Opinion
05-CV-4312 (ENV).
May 28, 2010
MEMORANDUM ORDER
Petitioner Benjamin Bier is before the Court on his petition for a writ of habeas corpus pursuant to 28 U.S.C. § 2254. For the reasons set forth below, Bier's petition for habeas corpus is dismissed and the writ is denied.
BACKGROUND
On August 17, 1998, Eileen Marino was robbed after withdrawing money from an ATM. Marino was face-to-face with the robber, who threatened her with a screwdriver. Although it was nighttime, the area was well lit, and she was able to see the robber's face and profile; she also saw him without his cap, as it fell off as he dashed away. After the robbery, Marino went to a nearby car in which Marsha Knight, a retired police officer, was seated. Knight herself had been at the ATM minutes earlier, but had aborted her transaction and locked herself in her car after a man — the same one who subsequently robbed Marino — began walking towards her.
The night of the robbery, Marino went to a police station and worked with an artist to create a composite sketch of the robber.

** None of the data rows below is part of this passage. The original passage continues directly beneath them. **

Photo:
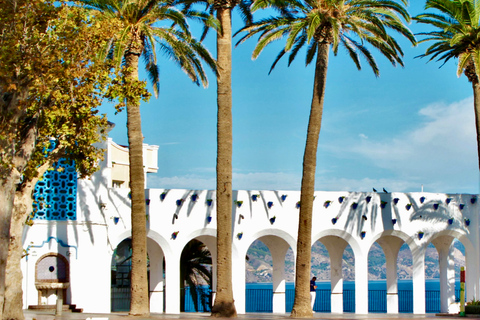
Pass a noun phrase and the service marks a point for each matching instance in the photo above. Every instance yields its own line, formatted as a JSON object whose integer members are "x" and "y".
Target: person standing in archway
{"x": 313, "y": 291}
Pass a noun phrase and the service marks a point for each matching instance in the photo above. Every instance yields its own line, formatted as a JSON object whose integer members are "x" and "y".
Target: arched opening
{"x": 52, "y": 278}
{"x": 121, "y": 269}
{"x": 377, "y": 276}
{"x": 320, "y": 268}
{"x": 196, "y": 278}
{"x": 444, "y": 257}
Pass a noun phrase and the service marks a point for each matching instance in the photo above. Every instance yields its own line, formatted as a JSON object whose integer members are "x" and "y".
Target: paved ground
{"x": 50, "y": 315}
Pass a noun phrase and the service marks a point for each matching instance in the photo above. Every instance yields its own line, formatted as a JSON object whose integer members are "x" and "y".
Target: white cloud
{"x": 440, "y": 152}
{"x": 266, "y": 181}
{"x": 190, "y": 181}
{"x": 241, "y": 181}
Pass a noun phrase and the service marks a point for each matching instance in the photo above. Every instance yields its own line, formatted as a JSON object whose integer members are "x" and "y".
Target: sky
{"x": 410, "y": 129}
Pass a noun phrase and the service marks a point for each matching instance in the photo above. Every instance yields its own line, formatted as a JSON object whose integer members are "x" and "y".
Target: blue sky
{"x": 410, "y": 127}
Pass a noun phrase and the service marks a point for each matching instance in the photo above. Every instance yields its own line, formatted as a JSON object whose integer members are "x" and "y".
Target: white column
{"x": 335, "y": 246}
{"x": 418, "y": 256}
{"x": 172, "y": 283}
{"x": 391, "y": 246}
{"x": 361, "y": 283}
{"x": 447, "y": 272}
{"x": 156, "y": 281}
{"x": 238, "y": 280}
{"x": 472, "y": 274}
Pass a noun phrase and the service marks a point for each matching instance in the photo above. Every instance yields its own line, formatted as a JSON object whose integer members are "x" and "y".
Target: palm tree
{"x": 141, "y": 29}
{"x": 195, "y": 269}
{"x": 457, "y": 35}
{"x": 354, "y": 24}
{"x": 224, "y": 304}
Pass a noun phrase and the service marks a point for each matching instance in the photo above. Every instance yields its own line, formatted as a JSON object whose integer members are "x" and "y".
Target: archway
{"x": 121, "y": 268}
{"x": 377, "y": 276}
{"x": 443, "y": 258}
{"x": 320, "y": 268}
{"x": 341, "y": 271}
{"x": 52, "y": 278}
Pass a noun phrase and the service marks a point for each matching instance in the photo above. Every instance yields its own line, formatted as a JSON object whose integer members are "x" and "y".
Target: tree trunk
{"x": 139, "y": 304}
{"x": 476, "y": 105}
{"x": 224, "y": 305}
{"x": 6, "y": 206}
{"x": 301, "y": 306}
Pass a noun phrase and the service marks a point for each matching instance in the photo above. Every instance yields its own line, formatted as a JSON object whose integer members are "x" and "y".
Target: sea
{"x": 258, "y": 297}
{"x": 430, "y": 285}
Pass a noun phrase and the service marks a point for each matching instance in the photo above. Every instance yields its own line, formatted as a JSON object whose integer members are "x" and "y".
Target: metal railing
{"x": 260, "y": 300}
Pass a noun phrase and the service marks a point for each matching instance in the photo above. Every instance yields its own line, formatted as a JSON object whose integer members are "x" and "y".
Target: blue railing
{"x": 260, "y": 300}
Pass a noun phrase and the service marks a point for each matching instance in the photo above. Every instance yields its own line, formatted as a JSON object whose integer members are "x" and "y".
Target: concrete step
{"x": 65, "y": 307}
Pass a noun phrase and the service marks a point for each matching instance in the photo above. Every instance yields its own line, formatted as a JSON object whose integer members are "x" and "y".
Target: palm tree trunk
{"x": 476, "y": 105}
{"x": 13, "y": 305}
{"x": 139, "y": 304}
{"x": 224, "y": 304}
{"x": 301, "y": 306}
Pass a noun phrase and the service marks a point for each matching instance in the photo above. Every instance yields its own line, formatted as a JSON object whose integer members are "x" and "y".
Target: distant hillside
{"x": 259, "y": 263}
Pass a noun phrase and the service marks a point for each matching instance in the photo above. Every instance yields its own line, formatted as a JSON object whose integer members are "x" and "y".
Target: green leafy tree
{"x": 195, "y": 270}
{"x": 355, "y": 25}
{"x": 456, "y": 35}
{"x": 141, "y": 30}
{"x": 49, "y": 89}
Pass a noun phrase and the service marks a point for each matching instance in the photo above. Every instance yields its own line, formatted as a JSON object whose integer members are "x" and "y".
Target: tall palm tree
{"x": 457, "y": 36}
{"x": 141, "y": 29}
{"x": 224, "y": 304}
{"x": 195, "y": 270}
{"x": 354, "y": 24}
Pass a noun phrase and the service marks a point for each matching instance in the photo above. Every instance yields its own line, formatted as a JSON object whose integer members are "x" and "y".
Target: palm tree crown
{"x": 147, "y": 25}
{"x": 457, "y": 33}
{"x": 349, "y": 23}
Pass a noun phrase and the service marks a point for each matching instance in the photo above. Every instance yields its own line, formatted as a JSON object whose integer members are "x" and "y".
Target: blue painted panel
{"x": 55, "y": 195}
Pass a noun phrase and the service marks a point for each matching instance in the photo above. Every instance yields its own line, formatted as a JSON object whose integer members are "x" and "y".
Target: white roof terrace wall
{"x": 103, "y": 221}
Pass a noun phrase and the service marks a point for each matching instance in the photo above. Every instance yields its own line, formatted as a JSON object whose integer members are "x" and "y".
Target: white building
{"x": 71, "y": 246}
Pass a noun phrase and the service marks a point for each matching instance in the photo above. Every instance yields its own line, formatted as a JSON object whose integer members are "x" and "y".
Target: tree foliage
{"x": 456, "y": 35}
{"x": 357, "y": 25}
{"x": 49, "y": 88}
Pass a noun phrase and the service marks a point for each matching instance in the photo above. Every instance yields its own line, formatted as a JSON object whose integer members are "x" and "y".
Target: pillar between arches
{"x": 335, "y": 247}
{"x": 418, "y": 255}
{"x": 172, "y": 284}
{"x": 447, "y": 272}
{"x": 156, "y": 281}
{"x": 391, "y": 246}
{"x": 361, "y": 283}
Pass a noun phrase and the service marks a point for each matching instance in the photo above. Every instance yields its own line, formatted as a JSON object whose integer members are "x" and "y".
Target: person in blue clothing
{"x": 313, "y": 291}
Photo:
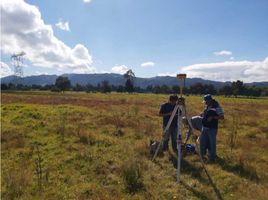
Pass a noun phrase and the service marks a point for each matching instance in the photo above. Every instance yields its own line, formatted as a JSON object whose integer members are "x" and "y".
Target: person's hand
{"x": 210, "y": 118}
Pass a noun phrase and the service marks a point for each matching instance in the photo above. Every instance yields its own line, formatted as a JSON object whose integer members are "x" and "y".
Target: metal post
{"x": 181, "y": 78}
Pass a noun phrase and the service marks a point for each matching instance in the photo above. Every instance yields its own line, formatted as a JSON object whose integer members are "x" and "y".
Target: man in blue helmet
{"x": 211, "y": 115}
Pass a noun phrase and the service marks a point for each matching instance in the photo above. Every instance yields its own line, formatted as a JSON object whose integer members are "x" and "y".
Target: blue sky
{"x": 212, "y": 39}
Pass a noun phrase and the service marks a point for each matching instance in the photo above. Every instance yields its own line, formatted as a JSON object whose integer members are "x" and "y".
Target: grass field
{"x": 95, "y": 146}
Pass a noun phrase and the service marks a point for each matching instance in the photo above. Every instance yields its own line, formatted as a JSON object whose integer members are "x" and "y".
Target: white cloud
{"x": 63, "y": 26}
{"x": 120, "y": 69}
{"x": 223, "y": 53}
{"x": 167, "y": 74}
{"x": 148, "y": 64}
{"x": 5, "y": 70}
{"x": 23, "y": 28}
{"x": 247, "y": 71}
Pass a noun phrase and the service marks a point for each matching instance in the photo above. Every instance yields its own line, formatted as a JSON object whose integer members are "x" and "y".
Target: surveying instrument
{"x": 180, "y": 110}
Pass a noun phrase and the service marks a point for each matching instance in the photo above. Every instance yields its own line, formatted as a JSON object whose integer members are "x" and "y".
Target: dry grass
{"x": 103, "y": 148}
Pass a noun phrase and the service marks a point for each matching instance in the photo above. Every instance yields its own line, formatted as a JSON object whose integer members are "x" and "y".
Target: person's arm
{"x": 164, "y": 114}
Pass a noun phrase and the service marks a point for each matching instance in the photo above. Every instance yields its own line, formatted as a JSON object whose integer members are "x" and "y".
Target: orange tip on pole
{"x": 181, "y": 76}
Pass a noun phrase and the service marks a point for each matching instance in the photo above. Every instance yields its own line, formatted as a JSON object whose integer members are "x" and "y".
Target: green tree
{"x": 63, "y": 83}
{"x": 237, "y": 88}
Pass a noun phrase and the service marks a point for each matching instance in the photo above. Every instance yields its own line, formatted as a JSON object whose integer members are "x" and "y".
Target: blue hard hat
{"x": 207, "y": 97}
{"x": 190, "y": 148}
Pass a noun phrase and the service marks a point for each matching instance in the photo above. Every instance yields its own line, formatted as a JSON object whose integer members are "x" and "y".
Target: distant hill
{"x": 114, "y": 79}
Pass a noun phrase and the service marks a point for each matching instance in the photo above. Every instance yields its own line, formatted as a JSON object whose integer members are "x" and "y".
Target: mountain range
{"x": 114, "y": 79}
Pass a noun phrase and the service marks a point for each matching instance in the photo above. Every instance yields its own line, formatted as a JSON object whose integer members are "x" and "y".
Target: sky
{"x": 222, "y": 40}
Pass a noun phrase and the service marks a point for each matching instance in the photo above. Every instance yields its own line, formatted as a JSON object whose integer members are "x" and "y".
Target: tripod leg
{"x": 179, "y": 141}
{"x": 165, "y": 130}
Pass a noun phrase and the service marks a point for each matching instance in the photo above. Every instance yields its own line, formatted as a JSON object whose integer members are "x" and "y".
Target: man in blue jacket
{"x": 165, "y": 112}
{"x": 211, "y": 115}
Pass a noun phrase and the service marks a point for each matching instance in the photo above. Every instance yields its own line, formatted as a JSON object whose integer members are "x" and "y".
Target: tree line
{"x": 236, "y": 88}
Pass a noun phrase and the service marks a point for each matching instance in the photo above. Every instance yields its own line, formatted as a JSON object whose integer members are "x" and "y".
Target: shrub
{"x": 133, "y": 179}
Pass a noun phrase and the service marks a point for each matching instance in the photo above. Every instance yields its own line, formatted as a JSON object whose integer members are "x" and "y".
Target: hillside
{"x": 96, "y": 146}
{"x": 114, "y": 79}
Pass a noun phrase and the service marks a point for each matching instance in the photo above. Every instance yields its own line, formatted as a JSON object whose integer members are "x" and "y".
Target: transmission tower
{"x": 17, "y": 61}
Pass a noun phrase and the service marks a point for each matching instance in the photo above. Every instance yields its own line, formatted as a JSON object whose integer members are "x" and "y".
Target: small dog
{"x": 153, "y": 147}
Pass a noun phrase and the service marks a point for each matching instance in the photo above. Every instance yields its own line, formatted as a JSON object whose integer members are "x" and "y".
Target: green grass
{"x": 95, "y": 146}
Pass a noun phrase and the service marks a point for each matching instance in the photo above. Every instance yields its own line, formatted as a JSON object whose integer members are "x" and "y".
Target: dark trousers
{"x": 173, "y": 133}
{"x": 208, "y": 141}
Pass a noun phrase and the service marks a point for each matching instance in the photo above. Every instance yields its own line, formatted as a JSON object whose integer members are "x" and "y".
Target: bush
{"x": 133, "y": 179}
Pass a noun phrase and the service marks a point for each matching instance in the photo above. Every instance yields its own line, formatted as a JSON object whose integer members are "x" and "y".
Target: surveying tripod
{"x": 180, "y": 108}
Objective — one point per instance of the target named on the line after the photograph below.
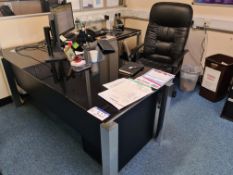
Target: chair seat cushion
(159, 58)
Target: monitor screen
(63, 18)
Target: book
(131, 68)
(155, 78)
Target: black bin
(217, 77)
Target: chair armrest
(134, 55)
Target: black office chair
(166, 36)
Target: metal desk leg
(88, 85)
(163, 107)
(11, 81)
(109, 148)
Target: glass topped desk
(113, 141)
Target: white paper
(114, 83)
(98, 3)
(125, 93)
(75, 4)
(210, 79)
(155, 78)
(112, 3)
(98, 113)
(87, 3)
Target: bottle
(78, 25)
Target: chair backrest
(167, 31)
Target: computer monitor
(61, 21)
(63, 18)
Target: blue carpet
(195, 141)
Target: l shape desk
(113, 141)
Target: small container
(188, 77)
(93, 55)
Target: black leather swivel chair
(166, 36)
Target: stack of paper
(155, 78)
(123, 92)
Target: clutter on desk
(125, 93)
(155, 78)
(105, 46)
(131, 68)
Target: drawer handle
(230, 99)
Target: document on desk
(155, 78)
(115, 83)
(125, 93)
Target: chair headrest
(171, 14)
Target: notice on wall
(112, 3)
(75, 4)
(88, 4)
(210, 79)
(98, 3)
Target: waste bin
(188, 77)
(217, 77)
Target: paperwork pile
(155, 78)
(123, 92)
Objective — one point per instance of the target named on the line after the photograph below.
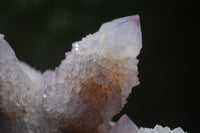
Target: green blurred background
(41, 31)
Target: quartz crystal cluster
(83, 93)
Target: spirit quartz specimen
(81, 95)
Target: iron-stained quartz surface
(81, 95)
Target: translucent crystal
(125, 125)
(81, 95)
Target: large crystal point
(81, 95)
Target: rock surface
(81, 95)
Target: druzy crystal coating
(83, 93)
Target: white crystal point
(124, 125)
(84, 92)
(127, 34)
(160, 129)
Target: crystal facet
(82, 94)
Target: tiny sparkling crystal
(83, 93)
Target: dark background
(41, 31)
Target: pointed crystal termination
(124, 125)
(89, 87)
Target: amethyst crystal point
(124, 125)
(83, 94)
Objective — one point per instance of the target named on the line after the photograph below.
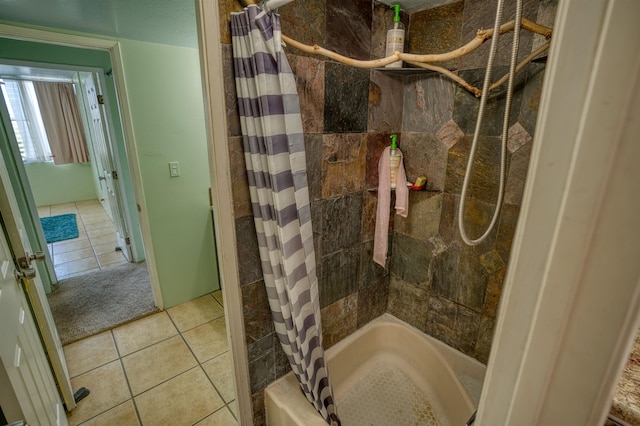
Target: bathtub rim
(448, 356)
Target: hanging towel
(381, 239)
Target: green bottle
(395, 38)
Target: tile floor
(170, 368)
(94, 249)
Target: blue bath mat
(59, 228)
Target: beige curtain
(62, 122)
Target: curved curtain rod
(422, 61)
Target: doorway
(92, 271)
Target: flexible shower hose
(505, 126)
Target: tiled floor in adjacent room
(170, 368)
(95, 247)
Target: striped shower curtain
(276, 168)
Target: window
(26, 120)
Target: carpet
(59, 228)
(89, 304)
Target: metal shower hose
(505, 126)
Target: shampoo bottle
(394, 161)
(395, 38)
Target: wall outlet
(174, 169)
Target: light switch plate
(174, 169)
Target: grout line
(126, 377)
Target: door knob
(39, 255)
(25, 274)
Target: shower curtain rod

She viewed photographic slides to identify features for the artist; one of the slides happened to be an old picture of Bier. Marino stated that the man in the picture looked like the robber. After the sketch had been completed, a detective recognized the man sketched as Bier. On September 21, 1998, Marino was asked to go to the precinct to view a photo-array. She was told that the array may or may not contain a photo of her assailant; as it happened, the detective had added a new photograph of petitioner to the collection. Marino picked a photograph of petitioner out of the photo-array.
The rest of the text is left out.